Please indicate the name of the clearinghouse that you are registered with for receiving 835s by checking one of the boxes below. Note: Prior to submission of this Agreement, you must register with a clearinghouse to receive 835s. Itasca Medical Care cannot send 835s to your clearinghouse until you have registered.
I hereby authorize Itasca Medical Care to deposit, by electronic fund transfer, payments owed to the aforementioned provider or supplier by Itasca Medical Care and, if necessary, debit entries and adjustments for any amounts deposited in error. Itasca Medical Care shall deposit the payments in the designated financial institution’s account. I recognize that if I fail to provide complete and accurate information on this Authorization Agreement, the processing of the Agreement may be delayed or my payments may be erroneously transferred electronically. Itasca Medical Care shall have no liability or responsibility for any payments erroneously transferred.
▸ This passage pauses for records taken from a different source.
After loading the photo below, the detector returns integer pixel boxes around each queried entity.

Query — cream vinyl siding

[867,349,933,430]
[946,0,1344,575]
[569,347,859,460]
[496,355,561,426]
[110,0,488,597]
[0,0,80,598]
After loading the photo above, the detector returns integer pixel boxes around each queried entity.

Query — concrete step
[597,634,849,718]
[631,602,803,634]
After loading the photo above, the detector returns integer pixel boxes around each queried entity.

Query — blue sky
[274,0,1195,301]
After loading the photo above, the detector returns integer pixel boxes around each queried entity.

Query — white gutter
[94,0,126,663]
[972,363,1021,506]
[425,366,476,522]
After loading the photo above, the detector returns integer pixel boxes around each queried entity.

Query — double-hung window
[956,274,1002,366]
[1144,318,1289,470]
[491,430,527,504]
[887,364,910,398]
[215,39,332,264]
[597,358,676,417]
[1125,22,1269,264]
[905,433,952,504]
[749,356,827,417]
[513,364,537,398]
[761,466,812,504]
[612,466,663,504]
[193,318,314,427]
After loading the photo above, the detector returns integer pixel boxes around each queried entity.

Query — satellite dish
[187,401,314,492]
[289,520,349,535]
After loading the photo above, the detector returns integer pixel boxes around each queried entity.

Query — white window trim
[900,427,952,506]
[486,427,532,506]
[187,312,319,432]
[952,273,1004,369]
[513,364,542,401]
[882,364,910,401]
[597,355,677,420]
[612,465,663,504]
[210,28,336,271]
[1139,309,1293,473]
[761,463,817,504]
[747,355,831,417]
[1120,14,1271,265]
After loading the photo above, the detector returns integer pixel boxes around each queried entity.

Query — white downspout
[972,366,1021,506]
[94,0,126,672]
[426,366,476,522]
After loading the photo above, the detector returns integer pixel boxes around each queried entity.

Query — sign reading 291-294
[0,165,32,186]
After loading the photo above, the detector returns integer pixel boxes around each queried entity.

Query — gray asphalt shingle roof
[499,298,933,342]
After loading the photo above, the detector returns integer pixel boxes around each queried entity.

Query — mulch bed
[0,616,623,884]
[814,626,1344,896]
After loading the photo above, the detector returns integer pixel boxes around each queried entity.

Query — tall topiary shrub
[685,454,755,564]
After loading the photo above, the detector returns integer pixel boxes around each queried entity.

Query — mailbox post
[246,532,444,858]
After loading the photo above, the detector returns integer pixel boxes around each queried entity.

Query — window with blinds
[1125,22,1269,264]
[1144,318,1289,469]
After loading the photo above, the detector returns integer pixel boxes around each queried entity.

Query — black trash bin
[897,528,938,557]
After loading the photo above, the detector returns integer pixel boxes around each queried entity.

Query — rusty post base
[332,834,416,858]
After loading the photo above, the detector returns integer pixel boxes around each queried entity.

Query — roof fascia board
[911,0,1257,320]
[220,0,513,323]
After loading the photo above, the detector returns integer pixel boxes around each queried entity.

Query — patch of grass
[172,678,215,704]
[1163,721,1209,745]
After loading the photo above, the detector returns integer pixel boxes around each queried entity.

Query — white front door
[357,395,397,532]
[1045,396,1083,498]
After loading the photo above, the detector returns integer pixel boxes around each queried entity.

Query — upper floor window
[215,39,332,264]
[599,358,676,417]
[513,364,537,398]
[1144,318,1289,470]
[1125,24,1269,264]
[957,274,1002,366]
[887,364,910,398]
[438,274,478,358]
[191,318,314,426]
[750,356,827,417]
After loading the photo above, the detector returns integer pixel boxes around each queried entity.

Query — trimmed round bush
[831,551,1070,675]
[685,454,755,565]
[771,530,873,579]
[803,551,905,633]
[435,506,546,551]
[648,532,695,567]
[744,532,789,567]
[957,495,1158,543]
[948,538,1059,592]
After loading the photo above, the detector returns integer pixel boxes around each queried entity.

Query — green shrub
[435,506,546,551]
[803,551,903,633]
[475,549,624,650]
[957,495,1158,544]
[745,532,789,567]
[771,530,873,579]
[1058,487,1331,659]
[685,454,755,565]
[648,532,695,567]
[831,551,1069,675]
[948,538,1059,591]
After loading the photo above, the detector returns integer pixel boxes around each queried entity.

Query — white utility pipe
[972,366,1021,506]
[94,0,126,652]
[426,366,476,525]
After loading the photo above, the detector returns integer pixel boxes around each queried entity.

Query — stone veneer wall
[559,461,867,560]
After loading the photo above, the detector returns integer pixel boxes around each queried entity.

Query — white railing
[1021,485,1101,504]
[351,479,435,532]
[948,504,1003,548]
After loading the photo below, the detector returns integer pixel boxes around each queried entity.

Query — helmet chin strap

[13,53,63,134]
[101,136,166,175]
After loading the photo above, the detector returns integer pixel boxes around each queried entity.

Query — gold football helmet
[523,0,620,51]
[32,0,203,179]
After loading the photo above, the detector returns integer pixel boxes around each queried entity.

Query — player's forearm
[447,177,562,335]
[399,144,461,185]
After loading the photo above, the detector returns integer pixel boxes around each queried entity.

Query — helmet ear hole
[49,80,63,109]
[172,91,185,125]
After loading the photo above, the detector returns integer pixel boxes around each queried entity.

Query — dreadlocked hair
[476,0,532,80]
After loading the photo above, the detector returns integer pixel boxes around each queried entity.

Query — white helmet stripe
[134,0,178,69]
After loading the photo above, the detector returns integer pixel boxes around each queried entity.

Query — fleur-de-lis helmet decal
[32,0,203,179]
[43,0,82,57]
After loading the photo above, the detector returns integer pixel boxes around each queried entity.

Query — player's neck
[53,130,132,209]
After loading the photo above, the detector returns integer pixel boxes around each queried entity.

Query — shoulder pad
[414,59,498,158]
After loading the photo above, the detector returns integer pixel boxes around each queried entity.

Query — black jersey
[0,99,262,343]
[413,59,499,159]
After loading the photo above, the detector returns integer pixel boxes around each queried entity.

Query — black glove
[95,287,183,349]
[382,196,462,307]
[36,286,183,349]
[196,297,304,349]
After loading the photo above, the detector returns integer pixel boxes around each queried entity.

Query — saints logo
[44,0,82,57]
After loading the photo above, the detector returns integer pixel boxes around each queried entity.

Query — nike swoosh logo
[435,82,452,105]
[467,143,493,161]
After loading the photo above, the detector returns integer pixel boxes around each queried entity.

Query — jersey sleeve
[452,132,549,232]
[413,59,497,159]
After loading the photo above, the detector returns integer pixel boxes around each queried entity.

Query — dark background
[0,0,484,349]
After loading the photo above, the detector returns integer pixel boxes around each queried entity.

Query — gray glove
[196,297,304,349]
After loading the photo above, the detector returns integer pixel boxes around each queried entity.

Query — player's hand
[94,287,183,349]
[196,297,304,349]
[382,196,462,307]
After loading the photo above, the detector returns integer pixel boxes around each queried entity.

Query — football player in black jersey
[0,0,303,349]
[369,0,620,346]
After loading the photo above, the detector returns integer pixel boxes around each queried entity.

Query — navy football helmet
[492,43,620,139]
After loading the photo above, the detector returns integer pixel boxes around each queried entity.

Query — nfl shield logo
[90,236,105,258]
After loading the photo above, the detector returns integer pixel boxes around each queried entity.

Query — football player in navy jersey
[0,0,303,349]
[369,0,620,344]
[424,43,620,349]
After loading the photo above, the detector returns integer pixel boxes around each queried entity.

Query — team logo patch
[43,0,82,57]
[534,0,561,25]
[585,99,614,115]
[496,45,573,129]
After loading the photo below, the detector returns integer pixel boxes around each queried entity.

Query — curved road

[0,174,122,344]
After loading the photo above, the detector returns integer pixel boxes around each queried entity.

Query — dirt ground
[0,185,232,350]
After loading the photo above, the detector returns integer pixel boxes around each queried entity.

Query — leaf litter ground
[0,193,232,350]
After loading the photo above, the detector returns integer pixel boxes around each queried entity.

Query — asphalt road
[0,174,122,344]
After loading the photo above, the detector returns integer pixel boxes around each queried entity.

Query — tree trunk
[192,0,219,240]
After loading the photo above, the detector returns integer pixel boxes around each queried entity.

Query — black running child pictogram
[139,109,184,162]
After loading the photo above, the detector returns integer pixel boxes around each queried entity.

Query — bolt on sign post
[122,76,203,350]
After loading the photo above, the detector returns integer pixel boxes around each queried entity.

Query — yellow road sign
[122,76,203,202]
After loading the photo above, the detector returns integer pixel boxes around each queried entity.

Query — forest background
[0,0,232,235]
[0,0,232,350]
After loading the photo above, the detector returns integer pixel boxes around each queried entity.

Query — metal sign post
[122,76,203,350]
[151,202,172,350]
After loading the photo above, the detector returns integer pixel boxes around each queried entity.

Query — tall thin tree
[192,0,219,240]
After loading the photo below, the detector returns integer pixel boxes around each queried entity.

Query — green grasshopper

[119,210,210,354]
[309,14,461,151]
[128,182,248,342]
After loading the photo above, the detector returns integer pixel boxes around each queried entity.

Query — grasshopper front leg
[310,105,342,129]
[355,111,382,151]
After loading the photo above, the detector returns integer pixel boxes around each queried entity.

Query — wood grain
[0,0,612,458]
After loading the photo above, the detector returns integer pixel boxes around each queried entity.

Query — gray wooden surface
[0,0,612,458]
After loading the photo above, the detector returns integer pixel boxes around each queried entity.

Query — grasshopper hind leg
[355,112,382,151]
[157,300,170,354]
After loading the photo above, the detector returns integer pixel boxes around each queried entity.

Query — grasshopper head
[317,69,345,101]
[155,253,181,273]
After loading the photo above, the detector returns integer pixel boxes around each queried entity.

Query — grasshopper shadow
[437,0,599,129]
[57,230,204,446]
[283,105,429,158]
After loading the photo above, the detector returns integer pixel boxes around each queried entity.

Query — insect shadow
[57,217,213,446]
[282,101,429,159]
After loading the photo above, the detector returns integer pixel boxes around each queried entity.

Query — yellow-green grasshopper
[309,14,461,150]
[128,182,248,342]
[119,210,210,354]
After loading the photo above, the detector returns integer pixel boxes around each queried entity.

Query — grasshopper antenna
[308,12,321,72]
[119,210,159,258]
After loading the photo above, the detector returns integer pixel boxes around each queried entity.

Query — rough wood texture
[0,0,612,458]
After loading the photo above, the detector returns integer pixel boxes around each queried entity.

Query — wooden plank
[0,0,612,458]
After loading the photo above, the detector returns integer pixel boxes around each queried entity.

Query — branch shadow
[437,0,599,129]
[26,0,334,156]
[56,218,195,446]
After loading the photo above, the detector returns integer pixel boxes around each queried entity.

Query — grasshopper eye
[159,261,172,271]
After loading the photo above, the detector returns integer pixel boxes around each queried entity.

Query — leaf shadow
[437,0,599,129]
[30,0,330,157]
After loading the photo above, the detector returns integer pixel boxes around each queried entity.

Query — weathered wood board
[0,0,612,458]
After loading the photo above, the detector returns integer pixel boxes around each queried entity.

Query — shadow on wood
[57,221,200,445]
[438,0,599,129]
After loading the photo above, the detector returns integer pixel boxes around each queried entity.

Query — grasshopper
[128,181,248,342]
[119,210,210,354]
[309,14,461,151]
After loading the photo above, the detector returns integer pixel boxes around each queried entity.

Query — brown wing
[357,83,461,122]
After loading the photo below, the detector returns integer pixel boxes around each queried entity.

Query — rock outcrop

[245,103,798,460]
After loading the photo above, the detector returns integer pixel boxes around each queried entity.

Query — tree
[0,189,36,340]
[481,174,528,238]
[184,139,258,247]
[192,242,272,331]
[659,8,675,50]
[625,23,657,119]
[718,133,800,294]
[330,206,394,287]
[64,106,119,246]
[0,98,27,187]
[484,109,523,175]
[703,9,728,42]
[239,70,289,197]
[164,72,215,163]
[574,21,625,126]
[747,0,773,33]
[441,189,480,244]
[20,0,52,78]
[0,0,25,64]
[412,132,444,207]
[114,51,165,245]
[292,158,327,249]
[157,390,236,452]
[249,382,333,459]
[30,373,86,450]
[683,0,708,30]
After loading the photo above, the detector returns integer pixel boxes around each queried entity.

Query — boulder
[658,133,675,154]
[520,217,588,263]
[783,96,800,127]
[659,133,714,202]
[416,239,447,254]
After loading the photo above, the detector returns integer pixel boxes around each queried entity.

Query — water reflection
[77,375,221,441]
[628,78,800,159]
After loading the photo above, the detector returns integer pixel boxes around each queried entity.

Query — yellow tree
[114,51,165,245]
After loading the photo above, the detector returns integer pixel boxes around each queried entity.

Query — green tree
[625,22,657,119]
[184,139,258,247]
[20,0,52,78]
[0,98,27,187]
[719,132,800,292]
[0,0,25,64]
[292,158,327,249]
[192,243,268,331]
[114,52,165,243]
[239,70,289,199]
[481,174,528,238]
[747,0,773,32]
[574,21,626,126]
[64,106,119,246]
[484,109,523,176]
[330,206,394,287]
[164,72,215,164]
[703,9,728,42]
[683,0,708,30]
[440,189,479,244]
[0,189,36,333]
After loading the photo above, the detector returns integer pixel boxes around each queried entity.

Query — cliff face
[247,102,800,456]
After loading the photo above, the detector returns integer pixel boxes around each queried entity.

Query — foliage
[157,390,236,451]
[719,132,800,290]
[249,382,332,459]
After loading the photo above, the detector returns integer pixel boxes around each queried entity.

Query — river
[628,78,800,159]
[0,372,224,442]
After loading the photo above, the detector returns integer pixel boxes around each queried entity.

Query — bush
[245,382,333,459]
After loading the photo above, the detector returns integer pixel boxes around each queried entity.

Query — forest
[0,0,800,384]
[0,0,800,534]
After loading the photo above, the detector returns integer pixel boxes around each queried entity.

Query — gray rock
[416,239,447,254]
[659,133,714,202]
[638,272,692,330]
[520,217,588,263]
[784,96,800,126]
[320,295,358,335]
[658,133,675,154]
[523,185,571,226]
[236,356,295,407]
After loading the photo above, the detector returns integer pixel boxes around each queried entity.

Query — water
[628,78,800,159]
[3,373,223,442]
This Authorization Agreement is effective as of the signature date below and is to remain in full force and effect until Itasca Medical Care has received written notification from our organization’s authorized agent of its termination in such time and such manner as to afford Itasca Medical Care and the financial institution a reasonable opportunity to act on it. Itasca Medical Care will continue to send the direct deposit to the financial institution indicated above until notified of a change to the financial institution receiving the direct deposit. If the financial institution information requires changes, an updated Authorization Agreement must be submitted to Itasca Medical Care.
I affirm all of the information contained in this enrollment application to be correct and true to the best of my knowledge. I understand that providing false or misleading information on this enrollment application will result in rejection from the EFT payment program and that I will be responsible for any fees, legal or otherwise, incurred by Itasca Medical Care on my behalf.
NO BALANCE BILLING TO PATIENT. By accepting Itasca Medical Care payments, you agree to only bill or attempt to collect from the member any unpaid amounts on any remittance indicated as "member responsibility."
Please make sure this Authorization Agreement is filled out completely and that a voided check or a bank letter will be sent to Itasca Medical Care.